Meta has hit a roadblock with its largest AI project yet. The company is delaying the release of its “Behemoth” AI model, which was supposed to come out this summer. This is the second delay for Behemoth, which was first pushed back from April. Meta says the model is not improving fast enough to meet its high standards.
Behemoth is part of Meta’s Llama family of AI models. These models are open source, meaning anyone can use them for free. They are meant to compete with closed AI systems like those from OpenAI and Google. But building a model as big as Behemoth is proving harder than expected.

Why Behemoth Is Delayed
Meta’s engineers are struggling to make Behemoth significantly better than its smaller cousins. The model has 2 trillion parameters, which are like settings that help it learn. For comparison, GPT-4, OpenAI’s latest model, has about 1.7 trillion parameters. More parameters usually mean a smarter AI, but they also make the model slower and harder to train.
Insiders say Behemoth’s performance in tests is not much better than Meta’s existing models. Mark Zuckerberg and other senior managers have become impatient with the slow progress. The team behind Behemoth faces high expectations, while others are concerned about whether it’ll meet its promise.
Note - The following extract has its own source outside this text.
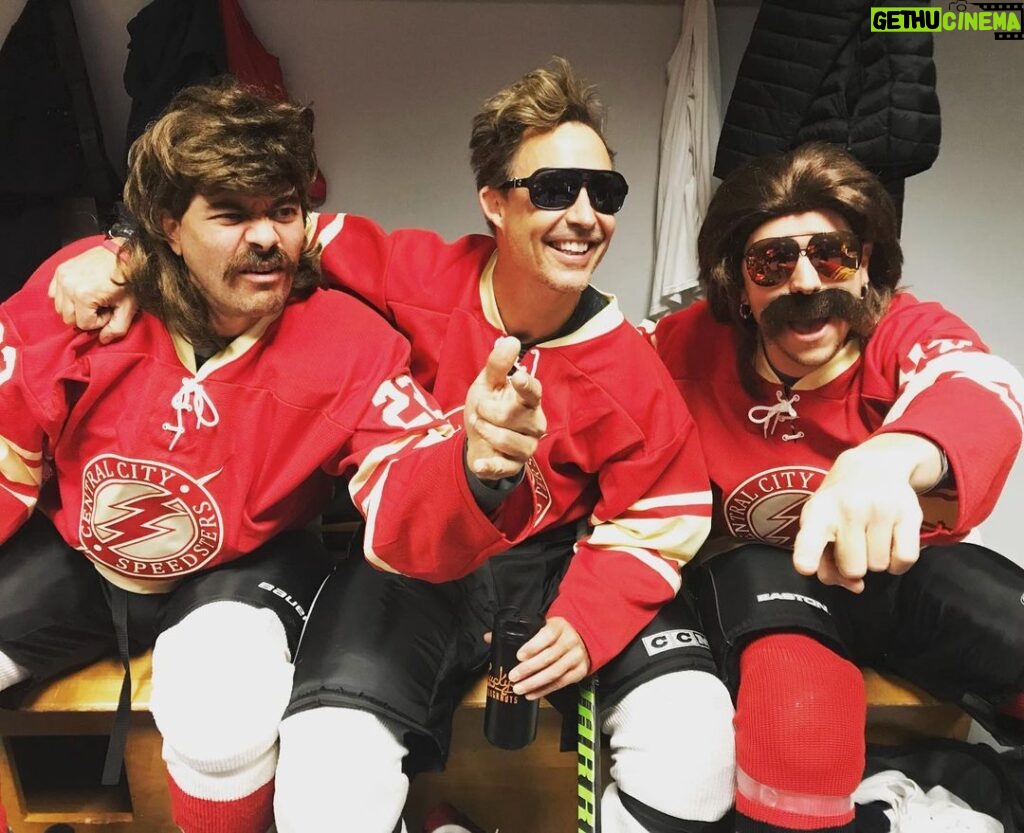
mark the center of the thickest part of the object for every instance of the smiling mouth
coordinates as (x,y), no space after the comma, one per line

Bigger Is Not Always Better
AI developers are discovering that scaling up models isn’t always a recipe for success. Large tech companies are taking longer than expected to release their leading-edge models. Collaborative efforts to build better models are being slowed down by two major challenges.
Collections of top-notch data that can train AI models are quickly becoming unavailable. Dominant language models, such as Behemoth, require vast amounts of data to develop, yet the most valuable data is privately owned. Using it could lead to lawsuits. Second, adding more parameters is giving smaller improvements than before. It is like studying harder but only getting slightly better grades.
What This Means for Businesses
Meta’s open-source models are popular with small companies and researchers because they are free. But most big businesses still pay for closed models from Google or Amazon. These models come with support and are easier to use.
Even though Behemoth is delayed, Meta’s smaller models are still useful. For example, the Llama Scout model can process 10 million tokens, equal to 7.5 million words. This lets it handle very long documents, like entire books. But without Behemoth, Meta may struggle to keep up with rivals promising smarter AI.
Internal Problems at Meta
The holdup is creating internal pressure at Meta. Eleven important members of the Llama model development team have departed over the past year. They’re discussing removing some managers to help progress move more quickly. At the same time, Meta has allocated up to $72 billion for AI development this year.
Zuckerberg has said AI is critical to Meta’s future. The company uses Llama models to power features like smarter ads and content recommendations. But if Behemoth keeps getting delayed, Meta risks falling behind in the AI race.

The Future of AI Development
Making Behemoth reveals how difficult it is to go beyond the current limits of AI. As companies increasingly focus on applications, they are concentrating on improving the utility of AI technology for everyday use. Google’s Gemini model works smoothly with Gmail and Docs, and OpenAI is advancing its efforts to help AI carry out everyday activities. Meta may also have to change its approach in order to succeed. It might be better to develop tools that allow businesses to put AI into action. This could include providing improved training for developers or teaming up with cloud providers.